Strong introduced the Super Trouper II model xenon follow spot in 1995 as the first new follow spot design since the xenon Gladiator III in 1983. With it, Strong also released a new "DC" ignitor assembly, which was a simpler and more reliable version of its predecessor: the "AC" ignitor. It allowed for a shorter ignition time and required less space than the standard AC ignitors found in standard Super Trouper followspots.

Then, in 1997, with the introduction of Strong's new, compact 1 kW-3 kW switching power supply it became clear that the existing AC ignitor assemblies in the original Super Trouper (and not Super Trouper II's) were not functionally compatible with the new power supplies. Over the next several years, DC ignitor assemblies began to gradually replace the older AC ignitors.

The Super Trouper line of xenon follow spots is inclusive of four production models: Super Trouper Long Throw, Super Trouper Short Throw, Super Trouper Medium Throw, and Super Trouper II. Each model is available in either a 1600 watt or a 2000 watt variety.
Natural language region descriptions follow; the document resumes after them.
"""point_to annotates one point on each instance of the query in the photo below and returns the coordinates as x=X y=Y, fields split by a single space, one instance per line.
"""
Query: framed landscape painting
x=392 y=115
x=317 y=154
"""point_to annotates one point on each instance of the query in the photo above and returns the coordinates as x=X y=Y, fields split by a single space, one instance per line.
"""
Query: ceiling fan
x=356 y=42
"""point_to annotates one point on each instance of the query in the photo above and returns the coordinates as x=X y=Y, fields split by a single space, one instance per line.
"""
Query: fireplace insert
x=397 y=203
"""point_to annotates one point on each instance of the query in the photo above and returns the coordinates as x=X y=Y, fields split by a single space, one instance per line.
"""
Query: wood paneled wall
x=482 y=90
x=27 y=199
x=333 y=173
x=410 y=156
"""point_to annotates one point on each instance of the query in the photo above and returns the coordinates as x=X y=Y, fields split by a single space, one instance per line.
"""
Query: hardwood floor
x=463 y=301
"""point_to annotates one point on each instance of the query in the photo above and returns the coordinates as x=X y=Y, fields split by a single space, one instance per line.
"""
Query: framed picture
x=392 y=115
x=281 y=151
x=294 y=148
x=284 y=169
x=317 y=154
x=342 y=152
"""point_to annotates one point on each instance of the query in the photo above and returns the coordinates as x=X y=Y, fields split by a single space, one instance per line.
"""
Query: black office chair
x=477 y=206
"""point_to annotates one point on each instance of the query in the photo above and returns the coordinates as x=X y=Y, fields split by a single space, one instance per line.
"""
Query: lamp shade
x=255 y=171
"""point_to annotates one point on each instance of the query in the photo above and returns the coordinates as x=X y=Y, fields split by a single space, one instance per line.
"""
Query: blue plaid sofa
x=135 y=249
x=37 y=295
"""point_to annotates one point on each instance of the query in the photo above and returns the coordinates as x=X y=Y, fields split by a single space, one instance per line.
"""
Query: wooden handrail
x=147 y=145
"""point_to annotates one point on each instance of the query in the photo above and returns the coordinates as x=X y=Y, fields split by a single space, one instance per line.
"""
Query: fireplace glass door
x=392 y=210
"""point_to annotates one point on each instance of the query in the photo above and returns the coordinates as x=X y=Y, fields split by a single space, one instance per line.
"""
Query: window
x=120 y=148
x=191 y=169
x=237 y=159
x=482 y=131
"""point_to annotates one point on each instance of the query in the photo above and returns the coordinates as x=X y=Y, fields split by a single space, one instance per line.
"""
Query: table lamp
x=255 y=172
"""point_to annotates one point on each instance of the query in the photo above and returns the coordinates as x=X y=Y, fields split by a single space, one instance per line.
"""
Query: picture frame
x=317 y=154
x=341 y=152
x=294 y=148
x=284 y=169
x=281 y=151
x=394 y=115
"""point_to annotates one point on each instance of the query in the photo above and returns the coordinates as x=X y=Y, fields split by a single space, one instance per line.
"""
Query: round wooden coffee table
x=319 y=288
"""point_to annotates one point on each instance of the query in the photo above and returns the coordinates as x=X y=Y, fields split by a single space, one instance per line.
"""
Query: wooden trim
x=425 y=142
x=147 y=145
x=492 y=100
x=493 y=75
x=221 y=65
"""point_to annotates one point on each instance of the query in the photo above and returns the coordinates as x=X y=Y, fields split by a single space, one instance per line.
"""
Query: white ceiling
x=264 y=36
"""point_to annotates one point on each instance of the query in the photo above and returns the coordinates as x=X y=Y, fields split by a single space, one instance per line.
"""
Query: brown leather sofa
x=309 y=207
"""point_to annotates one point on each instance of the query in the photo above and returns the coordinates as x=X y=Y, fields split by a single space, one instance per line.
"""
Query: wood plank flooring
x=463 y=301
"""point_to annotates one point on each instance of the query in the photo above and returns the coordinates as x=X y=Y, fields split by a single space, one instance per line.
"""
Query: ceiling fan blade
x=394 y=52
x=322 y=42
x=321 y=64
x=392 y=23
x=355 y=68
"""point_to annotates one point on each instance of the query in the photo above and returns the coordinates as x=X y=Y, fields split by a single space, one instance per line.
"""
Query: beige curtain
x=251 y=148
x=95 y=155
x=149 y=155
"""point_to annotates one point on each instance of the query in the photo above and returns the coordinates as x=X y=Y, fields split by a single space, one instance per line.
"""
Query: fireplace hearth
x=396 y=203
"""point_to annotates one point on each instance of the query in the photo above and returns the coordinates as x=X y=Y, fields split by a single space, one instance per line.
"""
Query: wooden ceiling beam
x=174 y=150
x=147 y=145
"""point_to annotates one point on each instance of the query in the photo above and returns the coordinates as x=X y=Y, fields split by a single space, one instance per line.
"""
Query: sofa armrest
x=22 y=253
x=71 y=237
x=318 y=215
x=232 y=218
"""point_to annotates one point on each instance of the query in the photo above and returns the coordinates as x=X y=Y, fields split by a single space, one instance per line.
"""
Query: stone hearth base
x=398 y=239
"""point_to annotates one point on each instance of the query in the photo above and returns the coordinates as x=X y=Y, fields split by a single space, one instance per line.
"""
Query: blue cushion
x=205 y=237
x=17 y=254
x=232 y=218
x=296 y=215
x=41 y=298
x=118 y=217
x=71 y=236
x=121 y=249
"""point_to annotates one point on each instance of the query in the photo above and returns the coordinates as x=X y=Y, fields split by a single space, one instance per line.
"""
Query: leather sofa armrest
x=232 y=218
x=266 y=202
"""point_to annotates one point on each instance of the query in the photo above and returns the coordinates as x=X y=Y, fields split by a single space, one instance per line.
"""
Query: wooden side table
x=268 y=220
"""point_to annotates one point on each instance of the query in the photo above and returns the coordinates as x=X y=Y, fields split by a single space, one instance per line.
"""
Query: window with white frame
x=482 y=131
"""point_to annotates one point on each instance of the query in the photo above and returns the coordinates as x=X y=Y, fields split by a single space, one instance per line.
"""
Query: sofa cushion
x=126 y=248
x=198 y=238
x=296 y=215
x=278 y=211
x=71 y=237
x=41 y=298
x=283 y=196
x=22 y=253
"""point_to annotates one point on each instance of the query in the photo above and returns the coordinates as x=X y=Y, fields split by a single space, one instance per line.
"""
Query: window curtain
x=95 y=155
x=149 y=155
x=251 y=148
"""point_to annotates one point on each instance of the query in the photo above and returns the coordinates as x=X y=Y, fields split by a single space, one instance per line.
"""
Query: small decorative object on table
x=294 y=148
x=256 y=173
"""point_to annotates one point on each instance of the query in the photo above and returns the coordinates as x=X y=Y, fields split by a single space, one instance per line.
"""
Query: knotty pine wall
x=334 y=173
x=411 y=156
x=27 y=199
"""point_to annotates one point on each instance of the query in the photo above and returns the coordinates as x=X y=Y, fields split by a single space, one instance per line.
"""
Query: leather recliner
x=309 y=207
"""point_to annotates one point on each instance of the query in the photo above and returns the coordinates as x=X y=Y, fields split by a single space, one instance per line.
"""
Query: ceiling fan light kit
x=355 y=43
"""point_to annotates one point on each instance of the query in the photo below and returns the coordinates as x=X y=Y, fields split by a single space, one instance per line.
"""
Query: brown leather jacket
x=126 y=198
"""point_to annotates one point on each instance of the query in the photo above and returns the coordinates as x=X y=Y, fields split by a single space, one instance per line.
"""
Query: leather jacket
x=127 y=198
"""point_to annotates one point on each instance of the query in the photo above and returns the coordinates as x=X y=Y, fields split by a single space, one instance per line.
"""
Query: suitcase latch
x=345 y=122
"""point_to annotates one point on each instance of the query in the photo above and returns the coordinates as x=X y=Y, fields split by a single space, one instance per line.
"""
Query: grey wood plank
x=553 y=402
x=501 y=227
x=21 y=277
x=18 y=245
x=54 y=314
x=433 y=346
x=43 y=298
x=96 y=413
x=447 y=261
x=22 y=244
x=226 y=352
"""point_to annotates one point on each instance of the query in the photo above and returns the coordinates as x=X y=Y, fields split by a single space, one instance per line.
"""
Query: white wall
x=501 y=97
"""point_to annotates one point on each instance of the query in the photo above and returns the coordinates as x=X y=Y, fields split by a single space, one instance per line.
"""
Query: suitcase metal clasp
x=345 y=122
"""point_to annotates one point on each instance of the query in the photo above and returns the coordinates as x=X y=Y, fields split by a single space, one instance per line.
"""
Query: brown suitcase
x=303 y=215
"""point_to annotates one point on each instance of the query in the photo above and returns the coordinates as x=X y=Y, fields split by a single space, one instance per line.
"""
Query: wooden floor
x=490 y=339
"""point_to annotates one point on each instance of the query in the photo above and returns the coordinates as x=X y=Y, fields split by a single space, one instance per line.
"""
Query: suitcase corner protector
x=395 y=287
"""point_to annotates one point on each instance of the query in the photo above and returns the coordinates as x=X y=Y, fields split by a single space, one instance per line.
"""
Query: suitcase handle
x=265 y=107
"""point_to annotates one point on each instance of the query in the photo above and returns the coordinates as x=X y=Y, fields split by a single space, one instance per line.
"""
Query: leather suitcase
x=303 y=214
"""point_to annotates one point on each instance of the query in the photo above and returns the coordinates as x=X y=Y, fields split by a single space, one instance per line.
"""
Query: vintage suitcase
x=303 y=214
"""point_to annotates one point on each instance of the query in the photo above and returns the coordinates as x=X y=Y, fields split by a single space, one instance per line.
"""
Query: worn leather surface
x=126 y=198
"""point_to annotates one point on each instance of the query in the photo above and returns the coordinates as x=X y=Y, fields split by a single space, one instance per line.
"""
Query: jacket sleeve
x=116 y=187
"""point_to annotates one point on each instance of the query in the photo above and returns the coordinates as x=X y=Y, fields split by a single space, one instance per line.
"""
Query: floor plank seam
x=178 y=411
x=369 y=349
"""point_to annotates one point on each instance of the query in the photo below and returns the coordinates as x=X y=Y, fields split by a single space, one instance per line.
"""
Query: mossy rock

As of early 2023, Strong Lighting continues to manufacture limited quantities of the Super Trouper for special orders at their facility in La Vista, Nebraska.

==In popular culture==

The Super Trouper is also the subject of the 1980 ABBA song of the same name, and in turn the title of the group's seventh studio album Super Trouper. The cover of the album, designed by Rune Söderqvist, depicts the group standing under a spotlight.

"Super Trouper" is also the title of a rock song by Deep Purple (on their 1973 album Who Do We Think We Are). It describes how the Super Trouper makes the performer on stage shine while blinding him (literally and figuratively).